Funds destined to improve their attacks
During the past year, 16% of the funds obtained from the attacks were used by hackers to obtain tools and services that increased their attacks. Likewise, they compare it with 2020, when 6% of the amount was used for the same purposes.
While some of that activity may constitute money laundering rather than the purchase of illicit services, we believe the increased use of those services is one reason ransomware attackers became more effective in 2021, as evidenced by the increase in the average payout size of victims.
Chainalysis, blockchain analysis firm.
Speaking about money laundering, they explained that most of the funds obtained by the ransomware strains were sent to centralized exchanges, such as Binance or Coinbase. They also highlighted high-risk exchanges, where there are fewer restrictions, “but they mostly incorporate exchanges with more established compliance programs”.
They also highlight that there was a significant amount of funds taken to mixers and other addresses that are commonly associated with other forms of illegal activities.
Name changes, a strategy of the attackers
Chainalysis referred to the average activity of ransomware strains that were typically active for at least two months in 2021. This was because they changed their name.
They explain that last year, ransomware attackers, after publicly stating that they would cease operations, appeared again shortly after, but with a different name. This was determined by similarities in the ransomware code.
“So while at least 140 ransomware strains were active in 2021, many of those strains were in fact run by the same cybercriminal groups,” the firm noted.
“These strains try to create the illusion that they belong to different cybercriminal organizations by creating separate victim pay sites and other infrastructure, but share similarities in their code,” he added.
For Chainalysis, ransomware, in addition to being dangerous, is also one of the most dynamic and constantly changing forms of crime related to cryptocurrencies. “Between constant rebranding, shifting money laundering strategies, and the influence of geopolitics, it’s hard to know what’s coming next.”

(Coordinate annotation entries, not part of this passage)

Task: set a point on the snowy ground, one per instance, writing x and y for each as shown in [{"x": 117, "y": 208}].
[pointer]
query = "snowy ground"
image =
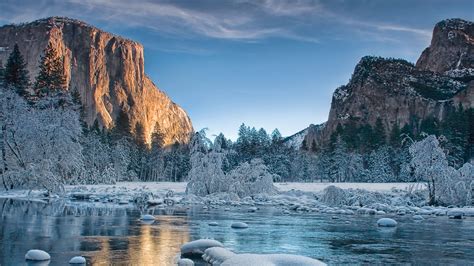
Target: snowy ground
[
  {"x": 339, "y": 198},
  {"x": 317, "y": 187},
  {"x": 180, "y": 187}
]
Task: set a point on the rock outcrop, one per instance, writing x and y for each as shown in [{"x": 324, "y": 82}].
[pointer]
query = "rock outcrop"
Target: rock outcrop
[
  {"x": 395, "y": 91},
  {"x": 107, "y": 71},
  {"x": 452, "y": 47}
]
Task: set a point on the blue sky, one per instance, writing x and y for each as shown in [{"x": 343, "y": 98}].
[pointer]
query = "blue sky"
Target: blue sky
[{"x": 268, "y": 63}]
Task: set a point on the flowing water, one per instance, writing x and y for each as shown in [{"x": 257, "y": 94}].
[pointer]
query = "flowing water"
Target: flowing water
[{"x": 106, "y": 235}]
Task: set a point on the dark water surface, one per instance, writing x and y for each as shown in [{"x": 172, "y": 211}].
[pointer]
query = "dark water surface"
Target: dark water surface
[{"x": 107, "y": 236}]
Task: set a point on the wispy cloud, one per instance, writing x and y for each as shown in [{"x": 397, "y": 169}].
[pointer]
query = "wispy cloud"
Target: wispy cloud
[{"x": 239, "y": 20}]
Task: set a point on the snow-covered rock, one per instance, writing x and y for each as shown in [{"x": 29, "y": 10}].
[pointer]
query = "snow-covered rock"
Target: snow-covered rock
[
  {"x": 418, "y": 218},
  {"x": 469, "y": 212},
  {"x": 271, "y": 260},
  {"x": 364, "y": 210},
  {"x": 77, "y": 260},
  {"x": 217, "y": 255},
  {"x": 147, "y": 217},
  {"x": 185, "y": 262},
  {"x": 252, "y": 209},
  {"x": 387, "y": 222},
  {"x": 239, "y": 225},
  {"x": 37, "y": 255},
  {"x": 198, "y": 247},
  {"x": 455, "y": 214}
]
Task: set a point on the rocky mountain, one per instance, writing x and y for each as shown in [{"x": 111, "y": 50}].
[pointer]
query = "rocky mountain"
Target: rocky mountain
[
  {"x": 399, "y": 93},
  {"x": 107, "y": 71}
]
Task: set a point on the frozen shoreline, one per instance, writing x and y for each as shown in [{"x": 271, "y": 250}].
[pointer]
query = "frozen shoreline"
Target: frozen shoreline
[{"x": 122, "y": 188}]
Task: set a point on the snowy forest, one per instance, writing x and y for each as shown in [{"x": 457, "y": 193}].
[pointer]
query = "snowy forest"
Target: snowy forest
[{"x": 45, "y": 144}]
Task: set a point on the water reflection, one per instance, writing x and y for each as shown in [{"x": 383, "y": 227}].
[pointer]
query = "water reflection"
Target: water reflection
[
  {"x": 116, "y": 236},
  {"x": 103, "y": 235}
]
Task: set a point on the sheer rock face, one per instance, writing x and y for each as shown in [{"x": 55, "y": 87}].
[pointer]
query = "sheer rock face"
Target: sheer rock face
[
  {"x": 108, "y": 72},
  {"x": 396, "y": 91},
  {"x": 452, "y": 47}
]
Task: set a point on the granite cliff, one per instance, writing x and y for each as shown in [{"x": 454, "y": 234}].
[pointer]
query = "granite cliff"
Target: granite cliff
[
  {"x": 395, "y": 91},
  {"x": 107, "y": 71}
]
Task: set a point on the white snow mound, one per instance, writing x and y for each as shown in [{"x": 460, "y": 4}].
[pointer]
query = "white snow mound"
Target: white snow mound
[
  {"x": 271, "y": 260},
  {"x": 185, "y": 262},
  {"x": 37, "y": 255},
  {"x": 198, "y": 247},
  {"x": 455, "y": 214},
  {"x": 78, "y": 260},
  {"x": 387, "y": 222},
  {"x": 147, "y": 217},
  {"x": 217, "y": 255},
  {"x": 239, "y": 225}
]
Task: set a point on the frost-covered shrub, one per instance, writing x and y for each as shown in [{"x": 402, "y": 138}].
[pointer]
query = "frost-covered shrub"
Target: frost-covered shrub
[
  {"x": 41, "y": 146},
  {"x": 445, "y": 184},
  {"x": 334, "y": 196},
  {"x": 206, "y": 175},
  {"x": 252, "y": 178}
]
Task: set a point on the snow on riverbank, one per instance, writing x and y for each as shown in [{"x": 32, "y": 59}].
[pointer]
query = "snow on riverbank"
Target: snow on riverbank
[
  {"x": 180, "y": 188},
  {"x": 318, "y": 187},
  {"x": 328, "y": 198}
]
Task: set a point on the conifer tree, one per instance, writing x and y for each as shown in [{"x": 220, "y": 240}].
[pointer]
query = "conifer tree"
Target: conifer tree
[
  {"x": 51, "y": 78},
  {"x": 2, "y": 73},
  {"x": 16, "y": 74}
]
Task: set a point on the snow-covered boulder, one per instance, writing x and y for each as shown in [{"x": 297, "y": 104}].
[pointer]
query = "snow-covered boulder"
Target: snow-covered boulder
[
  {"x": 239, "y": 225},
  {"x": 37, "y": 255},
  {"x": 418, "y": 218},
  {"x": 455, "y": 214},
  {"x": 387, "y": 222},
  {"x": 147, "y": 217},
  {"x": 154, "y": 202},
  {"x": 271, "y": 260},
  {"x": 252, "y": 209},
  {"x": 469, "y": 212},
  {"x": 185, "y": 262},
  {"x": 217, "y": 255},
  {"x": 77, "y": 260},
  {"x": 364, "y": 210},
  {"x": 334, "y": 196},
  {"x": 198, "y": 247}
]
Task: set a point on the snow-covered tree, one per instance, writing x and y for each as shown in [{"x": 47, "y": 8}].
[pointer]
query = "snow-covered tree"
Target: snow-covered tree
[
  {"x": 51, "y": 78},
  {"x": 206, "y": 175},
  {"x": 430, "y": 164},
  {"x": 379, "y": 169},
  {"x": 252, "y": 178},
  {"x": 40, "y": 146},
  {"x": 446, "y": 185},
  {"x": 16, "y": 74}
]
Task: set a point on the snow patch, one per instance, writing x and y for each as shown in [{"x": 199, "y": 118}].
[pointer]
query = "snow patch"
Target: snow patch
[
  {"x": 198, "y": 247},
  {"x": 37, "y": 255},
  {"x": 386, "y": 222},
  {"x": 271, "y": 260},
  {"x": 77, "y": 260}
]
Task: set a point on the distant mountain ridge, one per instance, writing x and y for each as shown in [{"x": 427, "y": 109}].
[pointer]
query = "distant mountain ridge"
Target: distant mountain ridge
[
  {"x": 107, "y": 71},
  {"x": 395, "y": 91}
]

The size of ransomware payments has grown noticeably since 2016. / Source: Chainalysis.
Be careful with Monero
Chainalysis highlighted that a trend that should be taken into account is ransom payments with monero cryptocurrency. Analysts have seen that more and more attackers demand that victims pay with this cryptoactive, whose main characteristic is the anonymity it offers.
They explain that while most attackers continue to ask for bitcoin as payment, “cybersecurity professionals and law enforcement should be on the lookout for ransom notes requesting Monero.”
Or with assets associated with other protocols with privacy-enhancing features, as this will change the investigative tactics they must employ.